日本列島に桜前線がやってきました。デパートの地下食品売り場やカフェでは、花をかたどったピンクのマカロン、花の塩漬けをあしらったモンブランなど桜のスイーツ、飲料が並んでいます。(略)
 和菓子材料を販売する山眞産業は、桜葉漬、桜花漬、パウダー、ペースト、フリーズドライ、ミンチなど、約30種類の桜素材を扱っている。「この3年、売り上げは毎年25%のペースで伸びています」と営業部の若山さんは話す。当初は和菓子が中心だったが、パウダーやフレークなど商品開発に力を入れた結果、次第に洋菓子、料理と用途が広がり、飲料にも使われるようになってきたという。
 桜味とはいうものの、桜にもともとはっきりとした味わいがあるわけではない。桜の花は塩漬けや梅酢漬にして食用にしている。桜の葉を塩漬けにすると発酵して「クマリン」という物質が生まれる。これが桜餅に代表される独特の香りのもと。「葉で香りをつけて、花で色をつける、という使い方です」と若山さん。

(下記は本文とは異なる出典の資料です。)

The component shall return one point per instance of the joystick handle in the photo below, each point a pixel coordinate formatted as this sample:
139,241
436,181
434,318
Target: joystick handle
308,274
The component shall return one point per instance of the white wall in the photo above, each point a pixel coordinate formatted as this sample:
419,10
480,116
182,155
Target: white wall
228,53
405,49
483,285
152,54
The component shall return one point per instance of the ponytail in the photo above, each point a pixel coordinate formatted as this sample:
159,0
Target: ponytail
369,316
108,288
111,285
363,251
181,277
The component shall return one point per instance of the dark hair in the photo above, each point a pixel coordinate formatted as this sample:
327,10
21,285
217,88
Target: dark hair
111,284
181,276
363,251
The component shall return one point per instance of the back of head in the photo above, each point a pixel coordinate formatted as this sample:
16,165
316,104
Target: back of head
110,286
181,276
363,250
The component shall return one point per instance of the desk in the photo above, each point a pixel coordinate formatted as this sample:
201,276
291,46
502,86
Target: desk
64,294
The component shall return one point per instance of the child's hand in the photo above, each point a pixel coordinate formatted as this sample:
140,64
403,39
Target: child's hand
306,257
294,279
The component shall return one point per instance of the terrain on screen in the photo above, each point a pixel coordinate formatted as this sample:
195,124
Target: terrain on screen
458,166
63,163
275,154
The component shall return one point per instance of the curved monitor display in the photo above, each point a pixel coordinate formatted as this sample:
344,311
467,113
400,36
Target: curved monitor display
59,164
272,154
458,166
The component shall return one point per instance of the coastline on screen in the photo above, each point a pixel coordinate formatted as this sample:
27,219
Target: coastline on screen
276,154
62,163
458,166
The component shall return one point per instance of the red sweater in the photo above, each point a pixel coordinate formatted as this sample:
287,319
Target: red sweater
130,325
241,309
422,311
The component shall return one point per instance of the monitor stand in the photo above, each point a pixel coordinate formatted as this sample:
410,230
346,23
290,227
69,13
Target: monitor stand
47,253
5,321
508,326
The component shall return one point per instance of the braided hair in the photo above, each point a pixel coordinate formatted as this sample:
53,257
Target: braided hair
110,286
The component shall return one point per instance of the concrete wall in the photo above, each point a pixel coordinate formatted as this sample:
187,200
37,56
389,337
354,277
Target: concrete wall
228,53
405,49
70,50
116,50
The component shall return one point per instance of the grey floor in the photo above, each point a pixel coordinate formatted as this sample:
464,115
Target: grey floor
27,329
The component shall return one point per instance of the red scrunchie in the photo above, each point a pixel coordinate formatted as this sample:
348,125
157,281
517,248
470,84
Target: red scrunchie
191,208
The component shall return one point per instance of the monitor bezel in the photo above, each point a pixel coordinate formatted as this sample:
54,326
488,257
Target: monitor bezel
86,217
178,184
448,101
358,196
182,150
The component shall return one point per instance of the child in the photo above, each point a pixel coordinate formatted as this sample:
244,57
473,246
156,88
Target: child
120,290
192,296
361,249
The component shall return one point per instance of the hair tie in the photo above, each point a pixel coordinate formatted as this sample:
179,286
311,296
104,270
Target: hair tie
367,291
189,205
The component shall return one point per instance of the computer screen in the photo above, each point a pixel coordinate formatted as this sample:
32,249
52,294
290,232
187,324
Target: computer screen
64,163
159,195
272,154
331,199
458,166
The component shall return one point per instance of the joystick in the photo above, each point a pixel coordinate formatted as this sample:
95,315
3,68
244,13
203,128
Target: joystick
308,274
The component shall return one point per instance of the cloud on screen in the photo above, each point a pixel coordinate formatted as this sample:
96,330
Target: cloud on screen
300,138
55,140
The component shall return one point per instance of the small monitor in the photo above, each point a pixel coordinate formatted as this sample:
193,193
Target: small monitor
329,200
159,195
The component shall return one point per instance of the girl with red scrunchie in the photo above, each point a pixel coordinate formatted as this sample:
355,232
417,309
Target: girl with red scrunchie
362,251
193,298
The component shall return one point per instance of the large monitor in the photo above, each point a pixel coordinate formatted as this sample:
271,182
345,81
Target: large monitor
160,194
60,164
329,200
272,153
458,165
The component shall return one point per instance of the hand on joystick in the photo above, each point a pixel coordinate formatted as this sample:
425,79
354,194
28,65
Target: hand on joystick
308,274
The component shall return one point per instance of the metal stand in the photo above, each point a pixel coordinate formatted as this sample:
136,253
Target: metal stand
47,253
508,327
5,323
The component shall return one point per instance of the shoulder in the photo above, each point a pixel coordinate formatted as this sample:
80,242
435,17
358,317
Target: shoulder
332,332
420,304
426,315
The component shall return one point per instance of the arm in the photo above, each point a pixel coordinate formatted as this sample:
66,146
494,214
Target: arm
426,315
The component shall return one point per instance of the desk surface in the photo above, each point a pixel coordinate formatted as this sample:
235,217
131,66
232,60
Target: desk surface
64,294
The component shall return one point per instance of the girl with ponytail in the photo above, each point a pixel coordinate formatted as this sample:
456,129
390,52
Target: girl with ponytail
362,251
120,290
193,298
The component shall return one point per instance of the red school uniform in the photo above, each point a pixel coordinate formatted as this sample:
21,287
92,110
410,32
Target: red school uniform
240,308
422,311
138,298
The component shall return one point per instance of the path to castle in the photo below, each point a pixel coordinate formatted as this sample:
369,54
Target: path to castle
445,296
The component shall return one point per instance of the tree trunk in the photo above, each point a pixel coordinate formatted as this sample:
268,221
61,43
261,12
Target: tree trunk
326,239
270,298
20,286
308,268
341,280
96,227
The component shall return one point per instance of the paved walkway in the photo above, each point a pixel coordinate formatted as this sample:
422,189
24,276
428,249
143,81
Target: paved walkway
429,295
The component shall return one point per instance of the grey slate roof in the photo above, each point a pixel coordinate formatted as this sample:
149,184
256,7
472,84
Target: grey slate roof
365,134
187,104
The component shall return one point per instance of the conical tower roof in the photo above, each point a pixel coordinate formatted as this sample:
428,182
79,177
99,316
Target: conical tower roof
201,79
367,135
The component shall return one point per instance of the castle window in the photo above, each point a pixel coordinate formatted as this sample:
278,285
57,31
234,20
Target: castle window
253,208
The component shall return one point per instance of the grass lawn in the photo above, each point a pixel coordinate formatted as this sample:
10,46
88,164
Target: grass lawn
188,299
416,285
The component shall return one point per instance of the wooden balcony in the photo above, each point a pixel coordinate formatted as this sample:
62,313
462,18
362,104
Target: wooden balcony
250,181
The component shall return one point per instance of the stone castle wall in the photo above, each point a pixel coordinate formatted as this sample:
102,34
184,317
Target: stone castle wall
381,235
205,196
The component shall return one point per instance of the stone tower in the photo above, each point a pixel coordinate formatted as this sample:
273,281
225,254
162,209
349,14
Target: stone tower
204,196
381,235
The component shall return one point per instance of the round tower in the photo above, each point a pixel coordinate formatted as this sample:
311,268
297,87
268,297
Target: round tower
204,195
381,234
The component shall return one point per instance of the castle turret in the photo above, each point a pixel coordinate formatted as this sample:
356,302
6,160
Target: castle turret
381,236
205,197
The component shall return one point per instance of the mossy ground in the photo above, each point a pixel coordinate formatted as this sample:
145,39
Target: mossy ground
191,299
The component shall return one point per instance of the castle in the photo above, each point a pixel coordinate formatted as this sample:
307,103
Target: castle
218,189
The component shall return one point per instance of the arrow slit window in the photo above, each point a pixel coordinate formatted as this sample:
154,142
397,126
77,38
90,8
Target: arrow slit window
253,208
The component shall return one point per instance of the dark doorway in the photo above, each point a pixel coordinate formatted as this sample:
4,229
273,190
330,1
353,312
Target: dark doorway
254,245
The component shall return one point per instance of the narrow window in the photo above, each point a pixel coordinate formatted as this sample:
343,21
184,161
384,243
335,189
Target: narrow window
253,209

 こうした減少についてスイーツコーディネーターの平岩理緒さんは「最近フランス菓子のパティシエが抹茶やユズを使うように、和の素材に注目が集まっている一つの表れ」と話す。また、日本の菓子業界では、常に季節感のある季節限定商品を求める傾向にある。従来春といえばイチゴだったが、近年は果物の出荷時期が早まっており、これに合わせイチゴスイーツのフェアも1〜2月に行われることが多い。その後の3〜4月にぴったりな季節素材として、桜の存在感が増しているとも言える。「桜には大和祝いや縁起のよいイメージがあり、卒業や入学のプレゼントにも重宝。季節をめでる日本の文化にぴったり。単なる一時期の流行というより、春の定番として定着していくのでは」と平岩さんはみている。